Лично я не мог простить ему лишь одного. В августе 1918 года его сын Боб был тяжело ранен — пуля прострелила ему оба бедра. Он пролежал в госпитале три месяца, когда наступило перемирие. Боб вернулся в отцовское гнездо на костылях. И это после четырех лет службы в пехоте, окопного житья «среди блох, мочи и грязи». Отец встретил его словами:
— Это еще не все, мальчик мой. Теперь ты мужчина и должен зарабатывать себе на жизнь. Даю тебе неделю на поиски занятия — через неделю ты съедешь с квартиры.
— Нет, не через неделю, а сейчас! — бросил ему Боб и, повернувшись на костылях, ушел.
Впервые в истории тыловики испугались. Испугались самолетов и Большой
Стали воздвигать памятники мертвым. Придумали неизвестного солдата. Парламентировали. Устраивали парады. Выступали с громкими речами. Пыжились в своей победе. И отправили Клемансо к домашнему очагу7. Это ради своего дядюшки и многих других, попавших в его положение, я совсем молодым выучил строки Жоржа Шенневьера:
Уроды дряхлые, кровавые сморчки,
На нас срываете вы старческую злобу,
Цветущих юношей вы гоните на смерть,
Надеясь для себя у смерти взять отсрочку.
Что толку вас клеймить, лжецы и подлецы,
Молчащие тогда, когда молчать позорно,
Кричащие тогда, когда молчанье свято,
И пачкающие презренными речами
Бессмертный образ тех, кто вами же убит
И словоблудием вторично смерти предан...
Боб простил отца — он был замечательный малый, но, пожертвовав молодостью, так никогда окончательно и не оправился. Мы часто говорим о тех, кто, подобно Бобу, был ранен физически. И слишком редко о тех, чью жизненную силу подкосила ужасная война, о тех, кто «прошляпил» Верден и Эспарж, о тех, у кого интерес к жизни и душевный подъем сменились цинизмом и горечью, от которых они умирали медленной смертью с отчаяньем во взоре.

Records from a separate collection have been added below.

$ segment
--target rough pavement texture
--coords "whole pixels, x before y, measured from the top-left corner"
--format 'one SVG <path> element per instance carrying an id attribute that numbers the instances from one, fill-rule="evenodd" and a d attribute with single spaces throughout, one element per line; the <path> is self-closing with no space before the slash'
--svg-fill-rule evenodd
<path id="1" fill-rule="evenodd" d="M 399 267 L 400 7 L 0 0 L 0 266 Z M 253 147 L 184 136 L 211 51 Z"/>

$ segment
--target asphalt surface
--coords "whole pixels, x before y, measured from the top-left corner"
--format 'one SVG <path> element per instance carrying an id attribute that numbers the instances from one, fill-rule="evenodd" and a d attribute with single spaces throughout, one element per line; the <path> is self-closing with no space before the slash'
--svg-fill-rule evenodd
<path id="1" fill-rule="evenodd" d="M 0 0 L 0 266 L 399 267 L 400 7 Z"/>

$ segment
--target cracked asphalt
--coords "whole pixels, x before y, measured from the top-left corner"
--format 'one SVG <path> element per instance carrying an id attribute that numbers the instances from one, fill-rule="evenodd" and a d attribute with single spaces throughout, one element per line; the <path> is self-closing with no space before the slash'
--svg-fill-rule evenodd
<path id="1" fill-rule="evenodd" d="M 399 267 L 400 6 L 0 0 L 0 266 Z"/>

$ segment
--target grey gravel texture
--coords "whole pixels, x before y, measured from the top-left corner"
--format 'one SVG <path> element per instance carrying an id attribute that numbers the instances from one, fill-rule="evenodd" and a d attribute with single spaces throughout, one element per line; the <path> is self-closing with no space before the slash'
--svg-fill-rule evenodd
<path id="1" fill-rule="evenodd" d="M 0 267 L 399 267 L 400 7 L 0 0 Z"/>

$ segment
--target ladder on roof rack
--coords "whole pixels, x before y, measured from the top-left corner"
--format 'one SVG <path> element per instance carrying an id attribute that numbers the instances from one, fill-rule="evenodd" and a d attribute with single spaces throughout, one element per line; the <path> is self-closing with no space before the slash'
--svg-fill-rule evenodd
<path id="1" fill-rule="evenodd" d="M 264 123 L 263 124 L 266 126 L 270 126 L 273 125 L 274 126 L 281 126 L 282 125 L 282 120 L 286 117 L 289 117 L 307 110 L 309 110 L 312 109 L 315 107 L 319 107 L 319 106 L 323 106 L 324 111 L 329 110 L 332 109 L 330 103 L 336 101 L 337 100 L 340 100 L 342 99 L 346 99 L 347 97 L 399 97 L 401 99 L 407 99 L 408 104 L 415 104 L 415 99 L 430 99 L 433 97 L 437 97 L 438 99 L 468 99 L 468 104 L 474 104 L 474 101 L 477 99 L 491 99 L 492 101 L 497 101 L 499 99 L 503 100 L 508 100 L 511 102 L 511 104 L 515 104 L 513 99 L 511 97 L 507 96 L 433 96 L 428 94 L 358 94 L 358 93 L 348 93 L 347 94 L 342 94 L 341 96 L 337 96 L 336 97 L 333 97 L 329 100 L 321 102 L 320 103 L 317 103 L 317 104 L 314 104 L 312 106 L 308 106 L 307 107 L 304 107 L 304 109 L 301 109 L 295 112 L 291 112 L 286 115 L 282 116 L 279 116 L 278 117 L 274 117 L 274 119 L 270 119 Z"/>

Барбюс своим «Огнем» попытался служить делу справедливости. Ему поклонились из вежливости... И человеческое стадо бросилось прожигать жизнь. Развеселые вечеринки, скабрезные анекдоты, побасенки о войне и окопных крысах, разгул чувственности. Я слушал, что говорили вокруг, широко раскрыв глаза. На меня все это сильно действовало. Но вызывало обратную реакцию.
А тем временем во всем наблюдался быстрый прогресс: автомобили с дифференциалом, волны Герца, первые детекторные приемники, радиотелеграф, негритянское искусство, появление джаза, рэгтайма (в пятнадцать лет я непревзойденно танцевал чарльстон), полет безумца Линдберга, не говоря о Нёнжессере и Коли8.
«Что такое мертвый человек, и кто потом вспомнит о нас?» (Клодель. «Золотая голова»).
Меня затянуло в послевоенный водоворот.
Боб нашел себе занятие на Центральном рынке — в оптовой торговле цветами, поступающими из Англии и Голландии. Он работал с пяти утра и за день просто выбивался из сил. Отцовскую несправедливость ему помогала пережить молоденькая натурщица с Монмартра — его любовница. Два года дедушка не мог смириться с мыслью, что на «любовнице» женятся, — для него это было концом света! И все-таки Адриенна с привлекательной внешностью «Цыганки» Франса Гальса (из Луврской коллекции) вошла в нашу семью, углубляя пропасть между модернизмом и традицией.